“When the U.S. has to fund its deficit through the combination of issuing more Treasuries and printing more dollars, it is inevitable that the dollar will continue to weaken.”He also said that the U.S. can no longer assume that foreign countries will continue to fund its massive spending deficits. Here's the Bloomberg news link: Dollar Set To Weaken
Notwithstanding the current miniscule trading bounce in the dollar, it's probably worth paying attention to statements about the U.S. dollar and U.S. spending deficits which eminate from Chinese officials, as they are the largest holder of U.S. Treasury bonds.
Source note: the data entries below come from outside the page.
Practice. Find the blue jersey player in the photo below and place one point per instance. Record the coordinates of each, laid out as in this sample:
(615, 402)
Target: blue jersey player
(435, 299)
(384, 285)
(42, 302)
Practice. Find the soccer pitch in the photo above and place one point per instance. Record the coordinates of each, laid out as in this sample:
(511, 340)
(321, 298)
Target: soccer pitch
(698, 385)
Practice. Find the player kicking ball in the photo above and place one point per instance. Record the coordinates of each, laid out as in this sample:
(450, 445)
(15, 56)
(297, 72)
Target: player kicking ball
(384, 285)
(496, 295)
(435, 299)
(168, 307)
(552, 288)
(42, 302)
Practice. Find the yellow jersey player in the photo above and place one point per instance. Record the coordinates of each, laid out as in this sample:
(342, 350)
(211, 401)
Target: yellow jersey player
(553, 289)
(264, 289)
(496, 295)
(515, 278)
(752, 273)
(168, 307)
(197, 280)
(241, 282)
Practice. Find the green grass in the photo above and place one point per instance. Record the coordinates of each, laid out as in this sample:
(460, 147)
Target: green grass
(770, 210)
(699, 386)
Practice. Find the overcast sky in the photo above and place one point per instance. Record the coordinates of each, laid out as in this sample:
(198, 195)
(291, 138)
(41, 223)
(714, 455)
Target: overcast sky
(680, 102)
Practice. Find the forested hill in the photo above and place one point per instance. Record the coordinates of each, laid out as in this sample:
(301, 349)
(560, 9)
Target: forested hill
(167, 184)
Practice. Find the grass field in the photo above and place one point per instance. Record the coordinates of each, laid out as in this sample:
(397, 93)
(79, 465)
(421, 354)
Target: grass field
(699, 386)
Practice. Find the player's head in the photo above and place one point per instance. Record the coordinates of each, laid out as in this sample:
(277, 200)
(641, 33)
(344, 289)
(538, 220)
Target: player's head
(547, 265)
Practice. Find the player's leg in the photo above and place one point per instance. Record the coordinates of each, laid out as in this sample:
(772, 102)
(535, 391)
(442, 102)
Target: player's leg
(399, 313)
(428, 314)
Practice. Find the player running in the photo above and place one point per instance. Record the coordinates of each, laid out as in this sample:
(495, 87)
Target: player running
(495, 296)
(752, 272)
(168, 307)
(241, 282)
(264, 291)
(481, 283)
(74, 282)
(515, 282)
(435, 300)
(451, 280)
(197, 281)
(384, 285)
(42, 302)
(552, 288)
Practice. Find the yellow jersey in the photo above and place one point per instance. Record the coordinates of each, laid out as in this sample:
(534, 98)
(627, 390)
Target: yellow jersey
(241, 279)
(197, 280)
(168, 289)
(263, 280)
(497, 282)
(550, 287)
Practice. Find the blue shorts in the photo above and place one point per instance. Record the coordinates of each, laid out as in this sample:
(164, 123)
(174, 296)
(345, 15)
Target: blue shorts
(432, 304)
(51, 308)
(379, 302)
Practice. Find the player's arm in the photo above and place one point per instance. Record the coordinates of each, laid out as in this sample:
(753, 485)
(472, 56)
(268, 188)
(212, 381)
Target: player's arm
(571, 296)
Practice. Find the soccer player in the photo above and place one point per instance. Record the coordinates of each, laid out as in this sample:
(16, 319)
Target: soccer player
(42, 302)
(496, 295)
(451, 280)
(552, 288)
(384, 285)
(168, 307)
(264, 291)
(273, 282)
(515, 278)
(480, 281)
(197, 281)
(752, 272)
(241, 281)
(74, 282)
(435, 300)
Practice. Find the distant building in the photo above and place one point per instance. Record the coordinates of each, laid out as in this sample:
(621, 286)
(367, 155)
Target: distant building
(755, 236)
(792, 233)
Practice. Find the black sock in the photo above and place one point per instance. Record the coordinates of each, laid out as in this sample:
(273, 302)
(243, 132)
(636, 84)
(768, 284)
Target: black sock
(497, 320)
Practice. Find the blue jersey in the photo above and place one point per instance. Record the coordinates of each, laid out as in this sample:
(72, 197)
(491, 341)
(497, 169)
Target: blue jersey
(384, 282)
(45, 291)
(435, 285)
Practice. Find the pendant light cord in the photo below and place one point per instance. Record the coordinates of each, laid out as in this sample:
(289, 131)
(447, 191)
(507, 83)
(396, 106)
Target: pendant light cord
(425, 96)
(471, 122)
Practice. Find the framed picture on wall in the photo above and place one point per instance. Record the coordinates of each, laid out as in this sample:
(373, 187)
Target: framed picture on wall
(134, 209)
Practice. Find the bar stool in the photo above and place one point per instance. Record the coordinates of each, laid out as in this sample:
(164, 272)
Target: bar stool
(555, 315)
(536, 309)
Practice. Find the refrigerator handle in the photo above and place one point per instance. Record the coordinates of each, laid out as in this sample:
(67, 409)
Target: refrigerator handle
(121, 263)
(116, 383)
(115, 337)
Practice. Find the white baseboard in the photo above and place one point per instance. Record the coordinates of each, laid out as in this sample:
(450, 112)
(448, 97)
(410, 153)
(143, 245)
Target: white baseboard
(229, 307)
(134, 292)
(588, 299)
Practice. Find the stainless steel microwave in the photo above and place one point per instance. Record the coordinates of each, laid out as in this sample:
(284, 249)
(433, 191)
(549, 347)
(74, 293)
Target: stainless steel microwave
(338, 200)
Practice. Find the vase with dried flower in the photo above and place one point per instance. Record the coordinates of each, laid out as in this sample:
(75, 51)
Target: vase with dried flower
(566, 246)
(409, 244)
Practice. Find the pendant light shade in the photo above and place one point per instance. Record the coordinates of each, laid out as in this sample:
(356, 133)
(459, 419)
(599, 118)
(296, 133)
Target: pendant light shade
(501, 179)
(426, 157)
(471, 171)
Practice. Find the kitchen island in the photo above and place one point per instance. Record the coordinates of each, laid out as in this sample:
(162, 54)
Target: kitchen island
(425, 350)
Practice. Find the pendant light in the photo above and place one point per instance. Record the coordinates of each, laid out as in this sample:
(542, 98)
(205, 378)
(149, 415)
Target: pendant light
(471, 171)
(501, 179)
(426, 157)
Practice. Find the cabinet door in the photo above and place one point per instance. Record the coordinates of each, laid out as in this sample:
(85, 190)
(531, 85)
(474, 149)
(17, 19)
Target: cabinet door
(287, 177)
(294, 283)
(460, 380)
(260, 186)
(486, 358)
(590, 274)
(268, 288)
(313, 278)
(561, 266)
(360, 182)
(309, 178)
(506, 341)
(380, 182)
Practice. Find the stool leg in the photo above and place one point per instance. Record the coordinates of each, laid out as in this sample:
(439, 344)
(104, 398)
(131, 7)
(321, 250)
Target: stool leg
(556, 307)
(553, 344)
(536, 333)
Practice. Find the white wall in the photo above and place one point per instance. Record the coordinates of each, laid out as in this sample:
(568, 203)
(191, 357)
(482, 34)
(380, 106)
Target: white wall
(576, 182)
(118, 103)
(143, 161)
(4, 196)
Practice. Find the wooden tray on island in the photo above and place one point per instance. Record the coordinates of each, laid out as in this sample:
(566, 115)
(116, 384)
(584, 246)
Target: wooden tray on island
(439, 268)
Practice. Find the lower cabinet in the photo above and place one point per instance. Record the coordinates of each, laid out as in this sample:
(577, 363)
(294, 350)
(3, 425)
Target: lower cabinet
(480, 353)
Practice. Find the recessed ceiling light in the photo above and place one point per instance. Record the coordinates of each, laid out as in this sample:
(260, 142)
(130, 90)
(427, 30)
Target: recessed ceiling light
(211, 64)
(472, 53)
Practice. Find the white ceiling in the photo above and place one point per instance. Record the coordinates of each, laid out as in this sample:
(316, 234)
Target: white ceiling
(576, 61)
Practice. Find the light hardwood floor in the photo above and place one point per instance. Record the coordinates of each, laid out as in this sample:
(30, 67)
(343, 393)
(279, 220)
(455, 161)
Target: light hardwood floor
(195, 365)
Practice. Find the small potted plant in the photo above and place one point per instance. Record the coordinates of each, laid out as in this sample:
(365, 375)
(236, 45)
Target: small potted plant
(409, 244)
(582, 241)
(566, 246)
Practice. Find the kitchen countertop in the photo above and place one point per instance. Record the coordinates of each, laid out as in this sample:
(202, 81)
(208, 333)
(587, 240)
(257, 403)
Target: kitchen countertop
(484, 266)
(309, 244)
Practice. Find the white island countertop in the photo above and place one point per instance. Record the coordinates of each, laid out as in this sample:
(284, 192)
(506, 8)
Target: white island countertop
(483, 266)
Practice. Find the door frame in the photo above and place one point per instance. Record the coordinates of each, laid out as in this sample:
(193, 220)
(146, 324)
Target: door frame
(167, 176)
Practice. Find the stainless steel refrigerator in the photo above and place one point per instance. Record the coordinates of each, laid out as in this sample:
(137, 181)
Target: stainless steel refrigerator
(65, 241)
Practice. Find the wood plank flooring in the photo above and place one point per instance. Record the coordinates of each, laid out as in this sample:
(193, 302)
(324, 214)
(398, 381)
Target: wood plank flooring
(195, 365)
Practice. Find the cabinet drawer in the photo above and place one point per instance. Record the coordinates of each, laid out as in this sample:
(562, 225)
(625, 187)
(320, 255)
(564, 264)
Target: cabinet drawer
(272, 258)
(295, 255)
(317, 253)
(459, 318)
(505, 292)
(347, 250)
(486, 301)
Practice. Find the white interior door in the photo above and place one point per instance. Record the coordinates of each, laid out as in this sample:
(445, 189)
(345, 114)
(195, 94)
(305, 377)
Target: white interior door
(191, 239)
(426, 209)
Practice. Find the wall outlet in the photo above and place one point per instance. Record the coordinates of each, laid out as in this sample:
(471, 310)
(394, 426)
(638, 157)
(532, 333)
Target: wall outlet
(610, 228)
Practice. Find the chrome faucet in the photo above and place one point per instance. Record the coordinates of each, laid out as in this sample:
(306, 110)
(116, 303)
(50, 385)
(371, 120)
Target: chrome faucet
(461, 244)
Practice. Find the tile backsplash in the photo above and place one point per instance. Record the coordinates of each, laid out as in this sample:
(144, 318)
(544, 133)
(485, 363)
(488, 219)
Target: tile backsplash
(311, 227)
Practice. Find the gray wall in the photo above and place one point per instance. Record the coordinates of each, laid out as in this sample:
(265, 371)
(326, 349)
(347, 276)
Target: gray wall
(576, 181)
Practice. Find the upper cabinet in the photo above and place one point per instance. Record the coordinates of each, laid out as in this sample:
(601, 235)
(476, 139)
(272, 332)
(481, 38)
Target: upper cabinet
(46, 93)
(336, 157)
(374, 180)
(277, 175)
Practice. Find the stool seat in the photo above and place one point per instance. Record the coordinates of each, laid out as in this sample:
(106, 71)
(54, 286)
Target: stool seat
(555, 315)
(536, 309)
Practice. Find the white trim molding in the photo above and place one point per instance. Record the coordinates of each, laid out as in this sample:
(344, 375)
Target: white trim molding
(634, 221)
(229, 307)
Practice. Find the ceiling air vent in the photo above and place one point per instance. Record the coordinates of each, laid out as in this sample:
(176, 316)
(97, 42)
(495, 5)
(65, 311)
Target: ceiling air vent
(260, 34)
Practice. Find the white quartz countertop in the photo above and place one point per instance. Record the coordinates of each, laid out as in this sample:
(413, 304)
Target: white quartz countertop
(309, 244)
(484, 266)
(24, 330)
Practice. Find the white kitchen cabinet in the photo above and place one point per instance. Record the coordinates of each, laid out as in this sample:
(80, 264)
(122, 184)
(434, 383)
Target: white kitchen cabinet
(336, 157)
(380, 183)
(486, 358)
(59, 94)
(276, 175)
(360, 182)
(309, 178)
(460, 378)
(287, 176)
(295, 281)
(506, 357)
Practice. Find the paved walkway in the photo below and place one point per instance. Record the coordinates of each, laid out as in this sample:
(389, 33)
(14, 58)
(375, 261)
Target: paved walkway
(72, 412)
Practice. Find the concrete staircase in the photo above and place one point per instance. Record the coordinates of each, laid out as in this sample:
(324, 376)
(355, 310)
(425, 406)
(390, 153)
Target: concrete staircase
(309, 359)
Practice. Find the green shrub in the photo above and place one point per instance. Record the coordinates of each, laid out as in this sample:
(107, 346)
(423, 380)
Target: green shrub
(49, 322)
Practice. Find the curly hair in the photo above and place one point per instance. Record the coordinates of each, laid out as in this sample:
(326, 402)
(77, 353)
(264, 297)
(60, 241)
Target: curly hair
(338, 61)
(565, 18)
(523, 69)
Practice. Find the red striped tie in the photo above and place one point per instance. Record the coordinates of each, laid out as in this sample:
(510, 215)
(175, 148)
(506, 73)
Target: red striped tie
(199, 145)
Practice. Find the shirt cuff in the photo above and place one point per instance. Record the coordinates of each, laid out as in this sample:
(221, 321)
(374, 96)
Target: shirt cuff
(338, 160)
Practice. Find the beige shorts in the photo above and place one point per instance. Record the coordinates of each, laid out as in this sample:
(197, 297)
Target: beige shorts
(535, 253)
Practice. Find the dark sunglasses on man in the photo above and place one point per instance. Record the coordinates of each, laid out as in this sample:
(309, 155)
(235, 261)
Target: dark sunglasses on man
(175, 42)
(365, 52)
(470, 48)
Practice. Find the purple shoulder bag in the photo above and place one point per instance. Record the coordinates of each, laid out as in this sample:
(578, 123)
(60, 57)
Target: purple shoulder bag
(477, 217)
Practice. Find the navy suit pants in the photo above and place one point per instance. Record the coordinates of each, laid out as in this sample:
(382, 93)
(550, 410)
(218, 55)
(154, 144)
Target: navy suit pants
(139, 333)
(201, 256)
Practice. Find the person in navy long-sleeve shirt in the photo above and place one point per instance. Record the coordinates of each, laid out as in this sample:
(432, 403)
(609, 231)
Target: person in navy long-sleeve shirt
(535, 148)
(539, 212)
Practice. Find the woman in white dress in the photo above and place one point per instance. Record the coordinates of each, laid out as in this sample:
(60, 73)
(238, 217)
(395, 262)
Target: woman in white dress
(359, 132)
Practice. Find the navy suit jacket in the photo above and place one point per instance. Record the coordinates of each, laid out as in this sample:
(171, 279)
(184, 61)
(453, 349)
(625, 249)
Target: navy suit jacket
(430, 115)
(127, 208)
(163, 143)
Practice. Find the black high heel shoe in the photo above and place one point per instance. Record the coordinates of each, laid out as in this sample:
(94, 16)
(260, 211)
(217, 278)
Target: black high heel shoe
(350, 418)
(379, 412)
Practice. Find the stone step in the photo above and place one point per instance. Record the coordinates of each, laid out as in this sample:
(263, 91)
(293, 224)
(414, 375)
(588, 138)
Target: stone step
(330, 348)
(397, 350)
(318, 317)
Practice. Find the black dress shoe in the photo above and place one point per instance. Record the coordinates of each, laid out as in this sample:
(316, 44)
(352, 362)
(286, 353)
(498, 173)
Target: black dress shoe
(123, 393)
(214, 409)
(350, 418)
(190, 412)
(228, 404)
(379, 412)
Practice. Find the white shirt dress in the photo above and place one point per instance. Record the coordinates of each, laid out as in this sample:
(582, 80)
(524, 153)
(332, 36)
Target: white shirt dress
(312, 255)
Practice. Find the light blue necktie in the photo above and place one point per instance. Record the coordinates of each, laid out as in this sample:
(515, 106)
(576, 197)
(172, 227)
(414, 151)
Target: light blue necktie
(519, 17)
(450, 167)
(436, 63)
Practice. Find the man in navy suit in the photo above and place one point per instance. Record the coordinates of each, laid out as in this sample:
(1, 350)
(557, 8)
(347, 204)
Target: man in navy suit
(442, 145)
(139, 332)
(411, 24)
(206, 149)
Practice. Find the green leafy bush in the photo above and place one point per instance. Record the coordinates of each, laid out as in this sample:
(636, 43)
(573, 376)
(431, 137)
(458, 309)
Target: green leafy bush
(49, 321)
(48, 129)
Might also be worth paying attention to the recent disclosure from Pimco, which revealed that its Total Rate of Return Fund unloaded a massive amount of U.S. Treasury and agency debt, the latter clearly helped by the Fed's massive purchases.
Don't assume that a big spike in interest rates in the Treasury market - caused by funds like Pimco dumping and much higher yields required by foreign buyers - means a lower price of gold. Au contraire, assume that higher interest rates in this context imply much higher inflation expectations from the market, as a result of the weakening of the dollar.
Higher interest rates will also destroy any lingering fantasies of a housing market recovery. Will the Fed let the market takes it natural course and stop printing money? Or will Bernanke, with reappointment confirmation safely in hand from the full Senate in January, re-up the Fed's money printing machine (Quantitative Easing) in order to purchase the 100's of billions in Treasuries necessary to keep interests down? I am betting heavily on the latter and it sounds like the Chinese are as well.